365 Days is a 2015 Indian Telugu-language romantic family drama film written and directed by Ram Gopal Varma. Produced by D. Venkatesh, with soundtrack by Nag Srivatsav, the film stars Nandu and Anaika Soti in lead roles. Upon release, the film received mixed reviews.

==Plot==

Apoorva and Shreya find themselves at a turning point in their marriage as their once-strong bond becomes weaker as a result of increasing miscommunications.

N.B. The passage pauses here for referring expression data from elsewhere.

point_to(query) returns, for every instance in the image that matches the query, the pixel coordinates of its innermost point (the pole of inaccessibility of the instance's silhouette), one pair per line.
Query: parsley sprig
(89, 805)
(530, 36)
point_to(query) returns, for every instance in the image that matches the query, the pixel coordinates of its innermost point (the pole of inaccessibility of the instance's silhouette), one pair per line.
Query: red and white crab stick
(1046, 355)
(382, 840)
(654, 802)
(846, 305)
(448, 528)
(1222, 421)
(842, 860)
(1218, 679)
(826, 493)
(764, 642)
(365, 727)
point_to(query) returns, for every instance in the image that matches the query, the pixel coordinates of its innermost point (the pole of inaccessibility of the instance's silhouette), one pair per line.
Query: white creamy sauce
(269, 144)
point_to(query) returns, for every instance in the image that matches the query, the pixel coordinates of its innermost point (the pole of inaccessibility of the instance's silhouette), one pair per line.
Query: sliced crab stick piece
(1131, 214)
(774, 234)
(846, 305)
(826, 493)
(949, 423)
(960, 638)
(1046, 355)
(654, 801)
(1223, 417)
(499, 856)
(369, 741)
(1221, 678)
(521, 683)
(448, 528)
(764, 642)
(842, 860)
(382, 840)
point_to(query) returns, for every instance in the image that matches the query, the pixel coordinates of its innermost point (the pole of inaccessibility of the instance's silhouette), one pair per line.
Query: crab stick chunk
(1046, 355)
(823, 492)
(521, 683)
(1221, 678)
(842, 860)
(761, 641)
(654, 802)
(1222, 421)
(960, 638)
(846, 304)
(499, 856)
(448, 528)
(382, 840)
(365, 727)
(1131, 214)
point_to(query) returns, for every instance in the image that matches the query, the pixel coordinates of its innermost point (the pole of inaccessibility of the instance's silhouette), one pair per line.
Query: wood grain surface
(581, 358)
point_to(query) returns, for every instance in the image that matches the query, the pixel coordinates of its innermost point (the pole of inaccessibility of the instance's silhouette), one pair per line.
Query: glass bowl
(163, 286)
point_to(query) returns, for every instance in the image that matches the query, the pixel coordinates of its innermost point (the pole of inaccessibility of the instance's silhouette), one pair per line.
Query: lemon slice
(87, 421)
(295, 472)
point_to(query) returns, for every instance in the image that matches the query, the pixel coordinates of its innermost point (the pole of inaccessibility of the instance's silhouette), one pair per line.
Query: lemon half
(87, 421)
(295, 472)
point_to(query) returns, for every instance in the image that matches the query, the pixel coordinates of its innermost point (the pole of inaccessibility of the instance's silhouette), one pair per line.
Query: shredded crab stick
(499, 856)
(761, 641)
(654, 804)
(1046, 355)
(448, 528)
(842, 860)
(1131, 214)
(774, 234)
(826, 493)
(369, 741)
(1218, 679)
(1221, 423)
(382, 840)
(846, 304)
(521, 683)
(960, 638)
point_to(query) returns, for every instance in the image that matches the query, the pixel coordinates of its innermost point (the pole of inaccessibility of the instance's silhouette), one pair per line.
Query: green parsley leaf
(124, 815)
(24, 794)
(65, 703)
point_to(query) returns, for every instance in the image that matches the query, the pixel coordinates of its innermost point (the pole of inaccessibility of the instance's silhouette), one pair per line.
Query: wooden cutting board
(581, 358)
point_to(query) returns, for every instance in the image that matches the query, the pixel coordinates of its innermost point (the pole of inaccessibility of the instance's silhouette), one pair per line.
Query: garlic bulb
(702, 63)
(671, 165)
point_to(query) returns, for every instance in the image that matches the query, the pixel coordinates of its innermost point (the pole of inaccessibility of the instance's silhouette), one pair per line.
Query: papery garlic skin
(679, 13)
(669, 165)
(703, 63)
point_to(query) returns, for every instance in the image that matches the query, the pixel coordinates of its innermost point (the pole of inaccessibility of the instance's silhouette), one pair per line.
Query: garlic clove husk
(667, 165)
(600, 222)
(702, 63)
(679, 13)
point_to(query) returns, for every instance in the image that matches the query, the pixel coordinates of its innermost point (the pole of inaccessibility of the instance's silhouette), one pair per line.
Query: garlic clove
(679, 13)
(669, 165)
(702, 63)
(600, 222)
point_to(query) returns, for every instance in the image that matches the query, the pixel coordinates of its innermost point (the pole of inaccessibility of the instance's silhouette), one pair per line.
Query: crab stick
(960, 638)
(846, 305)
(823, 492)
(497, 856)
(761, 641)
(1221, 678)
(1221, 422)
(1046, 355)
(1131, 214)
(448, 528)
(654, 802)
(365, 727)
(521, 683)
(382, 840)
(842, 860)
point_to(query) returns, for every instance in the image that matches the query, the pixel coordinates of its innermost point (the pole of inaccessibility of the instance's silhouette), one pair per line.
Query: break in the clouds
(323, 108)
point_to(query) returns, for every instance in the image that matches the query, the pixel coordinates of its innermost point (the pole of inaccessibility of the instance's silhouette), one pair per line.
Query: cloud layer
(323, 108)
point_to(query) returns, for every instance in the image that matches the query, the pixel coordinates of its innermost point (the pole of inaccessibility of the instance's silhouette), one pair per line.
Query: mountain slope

They seek the help of a seasoned marriage counselor in a desperate attempt to salvage their relationship, hoping to sort through the tangled problems and find the happiness that first drew them together.

==Cast==
- Nandu as Apoorva
- Anaika Soti as Shreya
- Krishnudu as Prashant, Apoorva's friend
- Posani Krishna Murali as Apoorva's boss
- Satya Krishnan as Anita, Shreya's friend
- Surekha Vani
- Anand
- Raavi Kondala Rao as Shreya's grandfather

==Soundtrack==

| No. | Title | Singer(s) | Length |
|---|---|---|---|
| 1. | "Modatisari" | Raman Bharadwaj, Uma Neha |  |
| 2. | "Thanu Cheyu Duty" | Hemachandra, Yamini |  |
| 3. | "Adiginappudu" | Deepu, Geetha Madhuri |  |
| 4. | "Andaaniki Nirvachanam" | Sreeram, Malavika |  |
| 5. | "Vaddura Pelloddura" | Posani Krishna Murali, Srikanth |  |
| 6. | "Aa Devudu Puttinchadu" | Sri Krishna, Malavika |  |
| 7. | "Natakam" | Mani Nagaraj |  |

==Reception==
Suresh Kaviyarani of the Deccan Chronicle rated the film 2 out of 5 stars and wrote, "365 Days is going to be another disappointment for RGV. Though, he chooses a new genre, he disappoints".